According to analysts from the Center for Global Development (CGD), the new climate finance goal is “barely above business as usual” for Global North countries.
They say the $300 billion a year target is achievable with almost no additional budgetary efforts beyond commitments to increase the funding they have already made. Pre-existing national pledges and funding from multilateral development banks will already be up to around $200 billion (€190 billion) a year by 2030.
Based on existing pledges, sources like grants or loans from overseas aid and other public funding were expected to increase by $6.6 billion (€6.3 billion) a year by 2025 bringing their total to $50 billion (€47.5 billion).

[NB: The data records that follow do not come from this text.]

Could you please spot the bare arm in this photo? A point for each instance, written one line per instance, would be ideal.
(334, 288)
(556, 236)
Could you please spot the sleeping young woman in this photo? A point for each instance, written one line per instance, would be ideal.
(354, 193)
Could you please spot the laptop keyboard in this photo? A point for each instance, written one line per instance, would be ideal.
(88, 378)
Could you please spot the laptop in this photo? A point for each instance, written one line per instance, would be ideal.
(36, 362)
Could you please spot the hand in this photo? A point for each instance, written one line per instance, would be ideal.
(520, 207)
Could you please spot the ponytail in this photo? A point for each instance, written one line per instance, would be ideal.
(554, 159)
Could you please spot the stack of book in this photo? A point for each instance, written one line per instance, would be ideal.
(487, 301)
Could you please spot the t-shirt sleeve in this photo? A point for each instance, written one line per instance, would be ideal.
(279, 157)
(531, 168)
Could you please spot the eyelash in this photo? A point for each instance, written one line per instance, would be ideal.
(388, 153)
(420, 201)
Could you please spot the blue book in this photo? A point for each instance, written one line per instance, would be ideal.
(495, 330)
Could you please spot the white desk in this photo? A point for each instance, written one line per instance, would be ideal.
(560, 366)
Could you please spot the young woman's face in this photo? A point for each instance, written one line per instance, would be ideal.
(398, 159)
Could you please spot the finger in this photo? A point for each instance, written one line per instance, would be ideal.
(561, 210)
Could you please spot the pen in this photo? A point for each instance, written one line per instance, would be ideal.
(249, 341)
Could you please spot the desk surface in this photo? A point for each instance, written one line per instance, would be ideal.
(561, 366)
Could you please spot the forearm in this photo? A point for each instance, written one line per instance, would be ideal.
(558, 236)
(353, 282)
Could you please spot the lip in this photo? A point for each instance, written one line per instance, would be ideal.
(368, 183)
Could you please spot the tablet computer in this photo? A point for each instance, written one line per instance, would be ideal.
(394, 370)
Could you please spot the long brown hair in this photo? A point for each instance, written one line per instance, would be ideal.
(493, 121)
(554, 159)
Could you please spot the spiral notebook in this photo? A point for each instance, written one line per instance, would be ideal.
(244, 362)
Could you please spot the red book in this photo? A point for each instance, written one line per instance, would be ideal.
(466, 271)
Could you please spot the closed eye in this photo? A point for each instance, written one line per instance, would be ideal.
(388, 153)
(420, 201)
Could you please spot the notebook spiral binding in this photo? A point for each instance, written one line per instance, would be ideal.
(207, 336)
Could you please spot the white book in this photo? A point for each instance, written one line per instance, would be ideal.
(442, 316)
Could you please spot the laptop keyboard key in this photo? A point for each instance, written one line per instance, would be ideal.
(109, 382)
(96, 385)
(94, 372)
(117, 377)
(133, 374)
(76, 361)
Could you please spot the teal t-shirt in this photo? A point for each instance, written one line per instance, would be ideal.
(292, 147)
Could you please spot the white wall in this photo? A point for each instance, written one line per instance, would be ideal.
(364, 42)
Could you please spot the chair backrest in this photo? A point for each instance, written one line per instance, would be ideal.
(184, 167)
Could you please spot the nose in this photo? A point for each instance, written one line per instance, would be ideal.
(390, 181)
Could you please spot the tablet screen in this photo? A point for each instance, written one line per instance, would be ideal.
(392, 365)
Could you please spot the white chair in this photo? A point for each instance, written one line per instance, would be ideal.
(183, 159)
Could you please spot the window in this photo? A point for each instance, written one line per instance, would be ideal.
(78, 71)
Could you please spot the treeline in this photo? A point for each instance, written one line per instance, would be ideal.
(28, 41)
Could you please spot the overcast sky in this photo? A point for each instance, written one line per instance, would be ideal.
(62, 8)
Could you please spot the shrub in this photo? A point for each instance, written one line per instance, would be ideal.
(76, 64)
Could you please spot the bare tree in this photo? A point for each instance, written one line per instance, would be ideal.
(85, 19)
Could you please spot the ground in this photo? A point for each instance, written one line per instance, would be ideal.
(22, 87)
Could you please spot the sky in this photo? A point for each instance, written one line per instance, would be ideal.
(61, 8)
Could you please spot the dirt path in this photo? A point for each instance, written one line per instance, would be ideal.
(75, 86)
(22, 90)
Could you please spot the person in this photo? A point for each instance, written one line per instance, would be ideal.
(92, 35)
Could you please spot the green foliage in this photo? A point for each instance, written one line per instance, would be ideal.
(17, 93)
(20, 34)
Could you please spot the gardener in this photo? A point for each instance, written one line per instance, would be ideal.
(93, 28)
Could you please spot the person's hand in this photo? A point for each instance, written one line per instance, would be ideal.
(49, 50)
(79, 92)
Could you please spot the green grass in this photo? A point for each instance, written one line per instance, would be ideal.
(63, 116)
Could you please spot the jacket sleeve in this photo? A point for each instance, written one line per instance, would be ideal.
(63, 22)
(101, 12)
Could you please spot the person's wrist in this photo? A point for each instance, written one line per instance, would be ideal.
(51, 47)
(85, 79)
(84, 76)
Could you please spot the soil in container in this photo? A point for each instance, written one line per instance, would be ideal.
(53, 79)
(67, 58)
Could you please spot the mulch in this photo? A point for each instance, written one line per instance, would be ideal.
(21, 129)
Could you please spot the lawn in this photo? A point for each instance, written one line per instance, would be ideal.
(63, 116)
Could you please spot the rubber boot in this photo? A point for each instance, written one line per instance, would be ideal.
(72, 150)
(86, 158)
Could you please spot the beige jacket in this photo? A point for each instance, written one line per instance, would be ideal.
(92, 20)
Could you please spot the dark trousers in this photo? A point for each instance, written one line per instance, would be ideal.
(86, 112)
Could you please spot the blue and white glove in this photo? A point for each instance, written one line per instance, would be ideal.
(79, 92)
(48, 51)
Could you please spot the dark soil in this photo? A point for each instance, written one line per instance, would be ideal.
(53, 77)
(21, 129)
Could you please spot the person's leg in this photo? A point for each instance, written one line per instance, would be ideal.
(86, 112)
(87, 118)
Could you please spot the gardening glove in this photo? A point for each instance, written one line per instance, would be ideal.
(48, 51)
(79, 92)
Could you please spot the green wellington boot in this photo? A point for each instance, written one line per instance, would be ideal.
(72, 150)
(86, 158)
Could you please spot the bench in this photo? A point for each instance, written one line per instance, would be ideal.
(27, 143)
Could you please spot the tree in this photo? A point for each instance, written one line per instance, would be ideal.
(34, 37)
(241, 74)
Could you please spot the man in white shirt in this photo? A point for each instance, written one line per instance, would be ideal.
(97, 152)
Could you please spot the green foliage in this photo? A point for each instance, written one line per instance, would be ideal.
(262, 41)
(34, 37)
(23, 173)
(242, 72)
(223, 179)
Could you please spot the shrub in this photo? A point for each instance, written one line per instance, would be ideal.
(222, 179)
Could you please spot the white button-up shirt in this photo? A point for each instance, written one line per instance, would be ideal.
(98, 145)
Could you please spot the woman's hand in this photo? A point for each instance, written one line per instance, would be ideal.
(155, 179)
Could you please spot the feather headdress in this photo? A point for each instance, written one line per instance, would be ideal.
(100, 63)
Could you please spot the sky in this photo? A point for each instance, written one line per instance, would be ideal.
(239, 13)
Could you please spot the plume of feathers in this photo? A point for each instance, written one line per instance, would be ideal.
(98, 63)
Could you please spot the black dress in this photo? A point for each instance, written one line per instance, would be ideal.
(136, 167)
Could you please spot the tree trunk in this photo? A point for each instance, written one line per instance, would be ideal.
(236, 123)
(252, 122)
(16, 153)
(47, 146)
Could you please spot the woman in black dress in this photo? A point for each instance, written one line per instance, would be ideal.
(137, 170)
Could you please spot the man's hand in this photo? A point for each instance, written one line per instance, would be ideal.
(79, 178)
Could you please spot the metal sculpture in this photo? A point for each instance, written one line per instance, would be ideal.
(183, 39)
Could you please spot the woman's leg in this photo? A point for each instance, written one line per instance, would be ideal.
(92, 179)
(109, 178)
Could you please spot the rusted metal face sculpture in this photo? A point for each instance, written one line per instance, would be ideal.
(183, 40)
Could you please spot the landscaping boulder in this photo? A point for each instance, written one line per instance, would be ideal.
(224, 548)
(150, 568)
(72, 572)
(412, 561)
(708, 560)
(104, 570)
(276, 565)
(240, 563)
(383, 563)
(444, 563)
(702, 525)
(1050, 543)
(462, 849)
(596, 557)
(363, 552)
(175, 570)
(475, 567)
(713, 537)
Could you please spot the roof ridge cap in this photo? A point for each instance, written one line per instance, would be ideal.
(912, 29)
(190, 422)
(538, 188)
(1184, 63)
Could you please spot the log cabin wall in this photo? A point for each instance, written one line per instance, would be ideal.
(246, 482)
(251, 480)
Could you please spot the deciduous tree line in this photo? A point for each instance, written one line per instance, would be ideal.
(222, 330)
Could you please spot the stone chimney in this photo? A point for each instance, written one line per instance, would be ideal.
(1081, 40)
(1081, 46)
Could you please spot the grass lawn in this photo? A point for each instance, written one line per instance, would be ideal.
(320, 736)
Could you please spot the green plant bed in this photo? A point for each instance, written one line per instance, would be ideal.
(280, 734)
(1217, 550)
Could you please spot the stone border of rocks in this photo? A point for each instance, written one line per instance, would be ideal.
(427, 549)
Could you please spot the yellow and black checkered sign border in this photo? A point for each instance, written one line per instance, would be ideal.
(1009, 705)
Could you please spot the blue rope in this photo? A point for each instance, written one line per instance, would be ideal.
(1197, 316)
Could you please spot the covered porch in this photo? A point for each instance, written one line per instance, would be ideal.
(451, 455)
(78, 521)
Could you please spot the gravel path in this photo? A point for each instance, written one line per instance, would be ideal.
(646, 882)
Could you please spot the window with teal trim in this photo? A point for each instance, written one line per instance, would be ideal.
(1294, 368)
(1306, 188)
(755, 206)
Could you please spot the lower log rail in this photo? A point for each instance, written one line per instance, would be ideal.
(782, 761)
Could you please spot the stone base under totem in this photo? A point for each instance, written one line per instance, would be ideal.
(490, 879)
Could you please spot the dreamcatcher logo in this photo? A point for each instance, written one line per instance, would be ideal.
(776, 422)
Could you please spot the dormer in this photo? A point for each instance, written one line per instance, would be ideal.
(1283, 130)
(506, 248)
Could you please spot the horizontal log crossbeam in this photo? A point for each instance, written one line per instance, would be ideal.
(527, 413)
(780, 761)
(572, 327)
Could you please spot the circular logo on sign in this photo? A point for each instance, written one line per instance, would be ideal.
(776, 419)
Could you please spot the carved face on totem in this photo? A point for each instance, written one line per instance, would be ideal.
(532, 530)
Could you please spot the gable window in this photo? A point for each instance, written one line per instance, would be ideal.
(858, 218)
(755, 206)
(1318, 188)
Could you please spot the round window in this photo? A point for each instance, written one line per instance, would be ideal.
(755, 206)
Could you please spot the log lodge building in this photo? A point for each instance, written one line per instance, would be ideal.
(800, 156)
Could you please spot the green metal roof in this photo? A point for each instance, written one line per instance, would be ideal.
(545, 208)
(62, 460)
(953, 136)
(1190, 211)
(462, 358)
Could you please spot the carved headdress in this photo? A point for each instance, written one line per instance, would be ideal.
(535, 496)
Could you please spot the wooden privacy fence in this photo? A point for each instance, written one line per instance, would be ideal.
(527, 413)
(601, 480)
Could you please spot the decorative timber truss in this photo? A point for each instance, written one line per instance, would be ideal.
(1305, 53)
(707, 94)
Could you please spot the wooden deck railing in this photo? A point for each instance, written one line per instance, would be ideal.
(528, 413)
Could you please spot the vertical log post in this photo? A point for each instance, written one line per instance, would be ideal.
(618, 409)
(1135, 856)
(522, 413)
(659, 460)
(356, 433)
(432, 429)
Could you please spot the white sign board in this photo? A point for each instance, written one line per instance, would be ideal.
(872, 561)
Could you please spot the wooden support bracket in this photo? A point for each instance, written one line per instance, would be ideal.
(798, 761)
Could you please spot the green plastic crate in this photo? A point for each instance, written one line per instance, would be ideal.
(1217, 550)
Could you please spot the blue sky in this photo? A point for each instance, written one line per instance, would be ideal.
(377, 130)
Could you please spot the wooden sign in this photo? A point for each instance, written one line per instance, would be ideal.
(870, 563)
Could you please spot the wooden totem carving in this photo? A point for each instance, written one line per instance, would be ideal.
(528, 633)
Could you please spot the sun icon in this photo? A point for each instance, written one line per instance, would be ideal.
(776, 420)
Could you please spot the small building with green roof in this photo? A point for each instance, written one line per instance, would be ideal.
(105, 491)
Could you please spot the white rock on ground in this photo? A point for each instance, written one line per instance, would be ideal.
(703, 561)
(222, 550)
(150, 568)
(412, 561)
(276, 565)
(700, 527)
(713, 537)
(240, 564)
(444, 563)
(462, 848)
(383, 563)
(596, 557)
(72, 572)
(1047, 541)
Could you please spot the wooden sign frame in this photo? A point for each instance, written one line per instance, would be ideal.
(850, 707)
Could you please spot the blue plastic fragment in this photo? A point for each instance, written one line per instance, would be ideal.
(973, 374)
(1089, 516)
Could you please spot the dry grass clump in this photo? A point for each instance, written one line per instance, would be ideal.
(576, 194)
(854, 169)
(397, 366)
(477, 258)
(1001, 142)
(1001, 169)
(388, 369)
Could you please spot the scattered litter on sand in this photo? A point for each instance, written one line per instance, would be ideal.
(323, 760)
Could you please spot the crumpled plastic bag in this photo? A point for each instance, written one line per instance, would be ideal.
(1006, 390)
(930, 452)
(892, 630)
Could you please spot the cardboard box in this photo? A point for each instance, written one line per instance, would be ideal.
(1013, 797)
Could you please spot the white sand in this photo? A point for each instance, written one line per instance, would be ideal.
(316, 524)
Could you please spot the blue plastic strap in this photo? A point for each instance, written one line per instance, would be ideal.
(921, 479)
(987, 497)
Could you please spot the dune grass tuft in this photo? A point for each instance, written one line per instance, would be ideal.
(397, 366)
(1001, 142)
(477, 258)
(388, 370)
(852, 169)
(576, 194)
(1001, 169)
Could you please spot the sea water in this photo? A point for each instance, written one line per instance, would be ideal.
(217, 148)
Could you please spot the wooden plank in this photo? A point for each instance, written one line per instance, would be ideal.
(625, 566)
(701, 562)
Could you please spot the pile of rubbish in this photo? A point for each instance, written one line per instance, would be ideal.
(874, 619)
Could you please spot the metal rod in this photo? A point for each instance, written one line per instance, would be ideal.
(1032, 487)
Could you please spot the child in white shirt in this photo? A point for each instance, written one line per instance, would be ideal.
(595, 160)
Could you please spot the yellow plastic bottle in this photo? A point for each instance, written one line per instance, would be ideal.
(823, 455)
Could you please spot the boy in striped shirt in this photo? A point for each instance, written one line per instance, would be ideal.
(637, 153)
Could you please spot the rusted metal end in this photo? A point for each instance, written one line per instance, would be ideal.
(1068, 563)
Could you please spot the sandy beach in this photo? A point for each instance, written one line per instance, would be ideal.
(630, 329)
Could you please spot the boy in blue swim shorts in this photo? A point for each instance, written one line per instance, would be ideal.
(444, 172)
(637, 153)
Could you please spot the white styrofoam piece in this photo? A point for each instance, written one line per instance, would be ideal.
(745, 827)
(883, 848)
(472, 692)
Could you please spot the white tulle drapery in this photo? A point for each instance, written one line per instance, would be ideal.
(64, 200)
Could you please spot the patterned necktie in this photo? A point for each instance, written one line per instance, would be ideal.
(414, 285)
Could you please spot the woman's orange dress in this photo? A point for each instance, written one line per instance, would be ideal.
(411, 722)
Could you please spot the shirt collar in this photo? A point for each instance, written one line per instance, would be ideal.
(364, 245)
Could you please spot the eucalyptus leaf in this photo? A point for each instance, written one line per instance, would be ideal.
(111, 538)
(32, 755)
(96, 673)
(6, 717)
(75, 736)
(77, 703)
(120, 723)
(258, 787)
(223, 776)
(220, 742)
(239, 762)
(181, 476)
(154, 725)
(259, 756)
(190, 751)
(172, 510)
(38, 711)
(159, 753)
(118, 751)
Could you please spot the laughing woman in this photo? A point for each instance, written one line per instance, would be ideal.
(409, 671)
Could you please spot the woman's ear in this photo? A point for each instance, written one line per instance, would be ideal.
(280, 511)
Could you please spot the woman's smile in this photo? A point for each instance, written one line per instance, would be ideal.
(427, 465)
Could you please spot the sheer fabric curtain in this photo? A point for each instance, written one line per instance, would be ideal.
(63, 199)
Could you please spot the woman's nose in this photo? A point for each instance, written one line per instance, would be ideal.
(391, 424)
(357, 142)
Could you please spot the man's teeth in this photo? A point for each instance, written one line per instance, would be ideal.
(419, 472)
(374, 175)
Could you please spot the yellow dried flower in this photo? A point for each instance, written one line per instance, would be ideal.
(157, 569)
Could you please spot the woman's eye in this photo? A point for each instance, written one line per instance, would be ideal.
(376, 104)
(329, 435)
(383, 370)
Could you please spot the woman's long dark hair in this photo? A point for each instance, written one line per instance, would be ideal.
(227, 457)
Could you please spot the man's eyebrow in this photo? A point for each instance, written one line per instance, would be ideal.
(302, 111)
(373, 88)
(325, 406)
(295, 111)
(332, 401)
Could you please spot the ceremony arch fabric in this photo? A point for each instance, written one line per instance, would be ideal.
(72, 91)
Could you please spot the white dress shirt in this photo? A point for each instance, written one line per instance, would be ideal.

Money from specialised climate funds would add an estimated $1.3 billion (€1.2 billion) by 2030 bringing their contribution to $5 billion (€4.7 billion). Multilateral development banks pledged to increase their contributions – adding around $84 billion (€80 billion) from developed nations. Around $58 billion (€55 billion) is expected to come from private finance contributions too.
In total, this would see climate finance from developed countries reach $197 billion (€187 billion) in 2030 from these pre-existing commitments. That’s without any additional efforts from rich countries or voluntary contributions from developing nations.
Add to this money from emerging economies such as China that were “encouraged” as part of the deal, and the total will reach around $265 billion (€252 billion) by 2030.
Redirecting existing aid to meet climate finance goals
The absence of the words “new and additional” in the COP29 finance deal is also worrying.
The 2009 target was set with the expectation that the money pledged by countries would supplement any contributions they were already making.
A CGD analysis, which was difficult to put together because of vague metrics and baselines, estimates that this goal was met but only because around a third of the total came from redirecting or rebranding existing finance.
Another report from the humanitarian organisation CARE Denmark in 2022 found that most of the public climate finance reported by rich countries from 2011 to 2018 was taken directly from existing development aid budgets.
In the new climate finance deal, there is no requirement whatsoever for this funding to come entirely from additional pledges. This is despite Intergovernmental Panel on Climate Change scientists noting that climate finance must come from “new and additional sources”, not at the cost of other UN sustainable development goals.
All this analysis comes before we consider the impact of inflation on the ‘real’ value of these commitments. Already significantly lower than the amount developing countries have said they need, the cash pledged will continue to lose its value over time.
Inflation: Is $300 billion really more money?
In the first week of COP29, leading economists said that developed countries would need to provide climate finance of at least $300 billion a year by 2030 and $390 billion (€370 billion) a year by 2035.
But they noted that these numbers were calculated based on the value of a dollar in 2022 and would, therefore, need to be updated.
Executive secretary of the UN’s independent high-level group on climate finance, Amar Bhattacharya said, “Targets will need to adjust for inflation over time”.
An analysis from civil society group Power Shift Africa during COP29 found that inflation would cut the real terms value of this $300 billion a year goal to $175 billion (€166 billion) in today’s money by the 2035 target date – based on an annual inflation rate of 5 per cent.
CDG says that if inflation follows the same trends over the next decade as it has before, $300 billion would be $217 billion (€206 billion) in today’s money by 2035.
If the original $100 billion (€95 billion) a year pledge had been set in real terms, it would be more like $150 billion (€142 billion) a year today. Existing provisions, if they grow in line with expected inflation and gross national income, would be around $220 billion (€209 billion) a year by 2035, leaving developed countries with only an additional $80 billion (€76 billion) in additional sources to find.
By 2035, CGD says, the countries receiving climate finance will find that the purchasing power of the money pledged in this deal has significantly eroded.